Between studies that use the same treatment, we also call for a degree of standardization with regard to the outcome measures used, imaging evaluations used, harvest sites, mode of delivery, and dosage. Only then can we truly evaluate the relative safety and efficacies of different subtypes of treatment on osteoarthritis. We also encourage researchers to define background information about their samples beyond the simplicities of age and gender. For example, defect size was not specified in 8 of 12 studies reviewed [15••, 22,23,24,25, 26••, 27••, 28•]. Detailing defect sizes could be beneficial in explaining any difference in effectiveness between studies [29]. Furthermore, as discussed above, studies should use validated outcome measures such as the MOCART score and ICRS grade to measure actual cartilage repair after treatment.

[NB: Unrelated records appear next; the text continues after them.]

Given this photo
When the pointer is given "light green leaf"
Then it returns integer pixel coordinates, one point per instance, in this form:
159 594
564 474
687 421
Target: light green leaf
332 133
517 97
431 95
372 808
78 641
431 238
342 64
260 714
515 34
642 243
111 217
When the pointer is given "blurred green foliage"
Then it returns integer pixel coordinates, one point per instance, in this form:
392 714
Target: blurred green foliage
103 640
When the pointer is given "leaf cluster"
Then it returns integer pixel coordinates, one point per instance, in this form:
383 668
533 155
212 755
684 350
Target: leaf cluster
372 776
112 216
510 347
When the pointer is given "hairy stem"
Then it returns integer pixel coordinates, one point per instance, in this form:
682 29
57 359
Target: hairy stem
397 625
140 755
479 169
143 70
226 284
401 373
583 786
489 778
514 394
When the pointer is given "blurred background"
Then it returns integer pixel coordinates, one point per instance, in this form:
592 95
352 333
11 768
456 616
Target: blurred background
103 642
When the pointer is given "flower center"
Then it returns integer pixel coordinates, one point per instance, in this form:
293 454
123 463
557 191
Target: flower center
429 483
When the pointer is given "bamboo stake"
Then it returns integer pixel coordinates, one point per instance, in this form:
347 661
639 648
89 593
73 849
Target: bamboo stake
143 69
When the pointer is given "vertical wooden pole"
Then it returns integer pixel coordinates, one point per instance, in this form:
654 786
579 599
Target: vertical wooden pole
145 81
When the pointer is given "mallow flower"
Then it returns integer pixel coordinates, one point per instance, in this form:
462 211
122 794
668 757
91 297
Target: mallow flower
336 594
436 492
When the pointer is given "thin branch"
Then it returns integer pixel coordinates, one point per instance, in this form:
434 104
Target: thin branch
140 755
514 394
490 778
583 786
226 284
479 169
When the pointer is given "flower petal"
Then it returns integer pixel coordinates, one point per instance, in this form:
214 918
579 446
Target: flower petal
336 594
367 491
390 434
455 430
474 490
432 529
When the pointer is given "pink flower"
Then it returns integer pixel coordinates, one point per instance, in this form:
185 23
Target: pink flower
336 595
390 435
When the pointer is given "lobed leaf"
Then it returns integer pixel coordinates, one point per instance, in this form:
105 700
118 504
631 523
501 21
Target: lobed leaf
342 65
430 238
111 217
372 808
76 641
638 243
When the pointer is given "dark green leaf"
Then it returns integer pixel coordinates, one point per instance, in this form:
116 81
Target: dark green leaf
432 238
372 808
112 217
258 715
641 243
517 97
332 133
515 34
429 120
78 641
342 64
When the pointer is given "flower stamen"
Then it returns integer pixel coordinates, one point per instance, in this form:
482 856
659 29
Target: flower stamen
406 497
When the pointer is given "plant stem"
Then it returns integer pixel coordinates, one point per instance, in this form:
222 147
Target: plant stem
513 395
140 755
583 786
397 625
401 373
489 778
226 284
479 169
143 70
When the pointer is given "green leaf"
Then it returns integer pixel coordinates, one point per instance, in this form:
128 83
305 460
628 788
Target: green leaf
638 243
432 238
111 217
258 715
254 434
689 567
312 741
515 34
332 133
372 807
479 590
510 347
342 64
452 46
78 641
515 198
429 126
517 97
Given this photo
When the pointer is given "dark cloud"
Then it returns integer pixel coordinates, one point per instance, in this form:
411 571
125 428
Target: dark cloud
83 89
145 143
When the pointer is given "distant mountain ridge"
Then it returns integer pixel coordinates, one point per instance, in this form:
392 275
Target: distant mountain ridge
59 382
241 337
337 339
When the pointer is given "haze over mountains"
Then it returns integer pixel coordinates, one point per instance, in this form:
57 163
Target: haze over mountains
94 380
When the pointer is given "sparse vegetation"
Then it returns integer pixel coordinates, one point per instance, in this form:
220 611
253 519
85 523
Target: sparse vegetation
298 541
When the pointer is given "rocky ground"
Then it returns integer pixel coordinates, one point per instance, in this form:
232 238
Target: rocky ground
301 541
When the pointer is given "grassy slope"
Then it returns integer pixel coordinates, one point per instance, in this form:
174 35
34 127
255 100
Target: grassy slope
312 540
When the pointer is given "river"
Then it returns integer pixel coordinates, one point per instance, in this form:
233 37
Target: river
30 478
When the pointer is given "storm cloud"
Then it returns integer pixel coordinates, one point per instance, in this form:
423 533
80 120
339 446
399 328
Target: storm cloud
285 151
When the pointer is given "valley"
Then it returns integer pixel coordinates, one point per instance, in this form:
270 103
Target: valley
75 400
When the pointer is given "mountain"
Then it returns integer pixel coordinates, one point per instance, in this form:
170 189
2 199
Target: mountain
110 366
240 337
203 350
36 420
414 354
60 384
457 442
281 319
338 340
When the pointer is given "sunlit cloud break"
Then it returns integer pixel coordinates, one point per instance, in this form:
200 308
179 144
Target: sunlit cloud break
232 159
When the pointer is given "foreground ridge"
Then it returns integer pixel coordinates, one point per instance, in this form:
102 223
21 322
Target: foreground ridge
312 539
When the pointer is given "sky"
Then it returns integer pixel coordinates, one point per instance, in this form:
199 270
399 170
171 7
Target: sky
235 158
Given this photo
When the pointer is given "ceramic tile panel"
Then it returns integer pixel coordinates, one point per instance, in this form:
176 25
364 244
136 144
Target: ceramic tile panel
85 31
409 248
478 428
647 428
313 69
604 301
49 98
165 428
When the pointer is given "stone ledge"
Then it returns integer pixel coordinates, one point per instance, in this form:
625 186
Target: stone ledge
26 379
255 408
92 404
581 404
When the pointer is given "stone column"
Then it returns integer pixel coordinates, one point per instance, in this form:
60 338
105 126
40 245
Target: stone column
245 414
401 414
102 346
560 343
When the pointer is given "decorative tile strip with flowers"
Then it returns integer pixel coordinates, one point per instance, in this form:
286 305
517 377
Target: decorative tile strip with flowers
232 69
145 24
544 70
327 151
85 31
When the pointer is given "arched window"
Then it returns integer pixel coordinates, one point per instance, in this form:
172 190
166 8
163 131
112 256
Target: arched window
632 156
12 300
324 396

Another significant challenge for this field is to find methods to encourage the generation of cartilage which is both stable and remains resistant to fibrous dedifferentiation. Indeed, in a study investigating the in vivo phenotypic stability of cartilage generated from stem cells, it was found that adipose-derived stem cells from the fat pad appeared to undergo fibrous dedifferentiation unlike bone marrow-derived stem cells [32]. In the future, more research must be undertaken to clarify the mechanisms driving this process and whether we can prevent this from occurring.

Limitations of Our Study

There are a number of inherent limitations with this review. Firstly, our search was limited to Scopus, MEDLINE, EMBASE, CINHal, and clinicaltrials.gov. Secondly, only articles published in English were screened. Further, a side effect of the fact that our aim was to focus specifically on studies that used treatments containing ADMSCs in isolation was that our search represents only a small subset of the literature involving these treatments for OA.

Conclusion

This review highlights the paucity of studies assessing treatments containing ADMSCs when used alone without biologic adjuvants or bone marrow stimulation techniques. Broadly, the current literature suggests that these treatments are associated with a low risk of serious side effects and can produce a decrease in pain and an improvement in function. Before clinicians can use these treatments on a wider scale, higher level studies with longer follow-up periods are imperative to display such improvements in pain and function compared to control groups. We have made a number of recommendations for the development of the field, including standardizing methodology within studies that use the same treatment subtype.